Don't let your anger cloud your judgement
AI needs to be understood, not shouted down
Don’t allow your anger about AI’s disruption to colour your understanding of what it is. It doesn’t serve you. You can be angry, who am I to tell you otherwise, but try to dispassionately to understand what is coming. Anger about trains is of no use when there’s one speeding towards you on the track.
So why do I say this?
I’m a conflict averse investigative reporter. It’s an odd combination, because my work forces me to confront people. I don’t really like that part of it, but it’s somewhat inevitable given the nature of the work.
When pressed, I tend to err on the side of caution. Regularly, I hear the phrase “Do I really know enough about this to comment?” echo through my mind. “This is perhaps someone else’s domain…”
Doubt plagues me.
It forces me to look harder at what I’m writing about. In the case of AI, it forced me to spend three years learning how AI agents actually work. I built them. Lots of them in fact. I ended up writing so much code that I became fully lost in that world. “Am I a writer at all?” I wondered. “Am I a coder now?”
Perhaps.
Whatever the truth may be, I now (just about) believe I can write about AI, within a narrow range, because I understand it just about enough to translate my understanding into english. English. The language used to program humans.
Having looped endlessly through the language of machines, I’d been away from writing ‘english’ for a very long time. I’d lost touch with the most endearing feature of the language; in english you can write stuff that doesn’t do anything at all. You can use english to write beautiful and convincing programs that are completely isolated from reality.
I started noticing this kind of english on substack. It can be great writing, and it draws you in, but it doesn’t really wrestle with its own subject matter. It doesn’t really interrogate its own premise. I’ve read AI articles from substack writers with huge audiences, and as I’m reading, my own self doubt manifests on their behalf. I think “I’m not sure this is good advice?!”
The target for this writing seems clear; you’re disgruntled about AI, and these words are going to speak directly to that anger. It reminds me of a great line from one my favourite comedians, Stuart Lee. Recounting an imaginary conversation someone has about his comedy, Lee says
“Did you watch his show...?
...yeah.
Was it funny?
No. But I agreed the fuck out of it.”
As the audience applauds, Stuart brilliantly continues his satire. “I’m not interested in laughs. What I want is a temporary liberal mass consensus that dissolves on contact with air”
Stuart is an expert in his craft. He knows the exact ways in which you’re already disgruntled about the world, and he speaks directly, masterfully to that existing despair. This is satire. It works when you accept, wholesale, the presupposition at the heart of the satire. It is funny. A shared experience to illuminate the absurdity of an idea or belief is top tier entertainment, but it’s not the vehicle to get in when you’re looking to understand something.
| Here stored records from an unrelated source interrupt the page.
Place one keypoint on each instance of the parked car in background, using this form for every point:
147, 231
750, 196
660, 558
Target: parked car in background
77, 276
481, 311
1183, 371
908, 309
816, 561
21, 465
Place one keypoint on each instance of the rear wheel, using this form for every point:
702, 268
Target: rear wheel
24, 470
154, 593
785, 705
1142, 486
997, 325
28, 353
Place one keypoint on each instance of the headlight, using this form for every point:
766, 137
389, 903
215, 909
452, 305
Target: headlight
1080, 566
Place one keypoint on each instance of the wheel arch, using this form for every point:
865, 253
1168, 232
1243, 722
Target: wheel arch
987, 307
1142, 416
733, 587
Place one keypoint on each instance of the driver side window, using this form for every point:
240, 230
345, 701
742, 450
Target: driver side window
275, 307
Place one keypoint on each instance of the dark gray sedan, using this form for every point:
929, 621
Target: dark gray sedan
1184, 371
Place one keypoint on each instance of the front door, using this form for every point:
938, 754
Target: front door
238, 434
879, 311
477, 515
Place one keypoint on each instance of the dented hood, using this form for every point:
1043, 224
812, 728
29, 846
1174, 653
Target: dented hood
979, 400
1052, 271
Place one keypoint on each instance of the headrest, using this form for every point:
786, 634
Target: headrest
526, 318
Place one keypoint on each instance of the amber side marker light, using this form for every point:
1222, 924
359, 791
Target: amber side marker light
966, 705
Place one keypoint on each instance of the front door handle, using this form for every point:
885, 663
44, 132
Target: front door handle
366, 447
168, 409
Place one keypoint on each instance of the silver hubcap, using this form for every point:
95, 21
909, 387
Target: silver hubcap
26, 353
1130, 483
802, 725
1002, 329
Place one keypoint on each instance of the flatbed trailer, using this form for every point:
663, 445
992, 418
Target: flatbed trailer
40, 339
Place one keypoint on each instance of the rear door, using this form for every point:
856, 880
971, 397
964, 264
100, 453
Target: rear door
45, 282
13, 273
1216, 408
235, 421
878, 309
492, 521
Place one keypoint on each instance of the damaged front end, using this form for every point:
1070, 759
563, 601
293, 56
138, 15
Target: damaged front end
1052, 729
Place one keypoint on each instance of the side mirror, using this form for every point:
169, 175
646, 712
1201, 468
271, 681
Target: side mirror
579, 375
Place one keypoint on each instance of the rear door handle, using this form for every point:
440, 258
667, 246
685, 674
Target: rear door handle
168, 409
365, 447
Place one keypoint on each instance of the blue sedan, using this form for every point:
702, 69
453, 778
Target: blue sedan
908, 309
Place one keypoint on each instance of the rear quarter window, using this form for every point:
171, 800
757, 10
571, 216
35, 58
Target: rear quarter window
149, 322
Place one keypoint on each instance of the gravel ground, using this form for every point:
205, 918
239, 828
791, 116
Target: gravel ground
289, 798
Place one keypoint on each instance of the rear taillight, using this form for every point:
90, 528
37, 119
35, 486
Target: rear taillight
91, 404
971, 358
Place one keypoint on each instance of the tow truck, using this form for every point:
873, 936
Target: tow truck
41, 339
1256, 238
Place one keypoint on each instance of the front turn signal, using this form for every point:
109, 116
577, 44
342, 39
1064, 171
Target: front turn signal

I’ve seen articles on substack about AI that veer very close to the satirical. Beautifully crafted, a bubbling anger at their heart, competently written, and desperate to point out all the absurdities and excesses of the industry (of which there are many). They’re great articles, but they’re nearly useless in helping you understand the train on the tracks.
One thing I’ve seen a couple of times is willfully wishing the technology away. It’s all silly. It won’t work. The people investing in it are egomaniacs. It wastes water, it wastes energy, it kills jobs. It’s true but incomplete. As the anger about AI grows, I think the audience for that anger will grow with it.
Be angry if you must, but seek out perspectives that aim to faithfully chart a course through whatever is beyond the horizon. Screaming at every wave, as it crashes over the bow, isn’t going to cut it.
When I’ve appeased my own self doubt, I’ll be sharing my thoughts here.




I like this write-up, especially the observation about the huge volume of “empty” writing, most recently obvious on Substack.
But not understanding AI is the crux of the problem. Most of us have a vague idea about how it works, which implies a tiny minority does. That minority will have nearly unlimited power, including the power to authorize different levels of operability to different levels of people. Not to mention it’s a resource hog (but you did mention that). But thanks again for a thoughtful article, definitely not “empty.”
Hi Phil, thanks for this post. It is important to be self-critical and to question one's assumptions and, importantly also the deeper reasons driving one's opposition or advocacy for an idea. I have two questions: 1) at what point is critique and rejection of the way AI is being implemented in society *not* driven by anger? Is there a legitimate and reasonable strong position against AI in your perspective? 2) Does your impulse to self-doubt also apply to your defence of AI?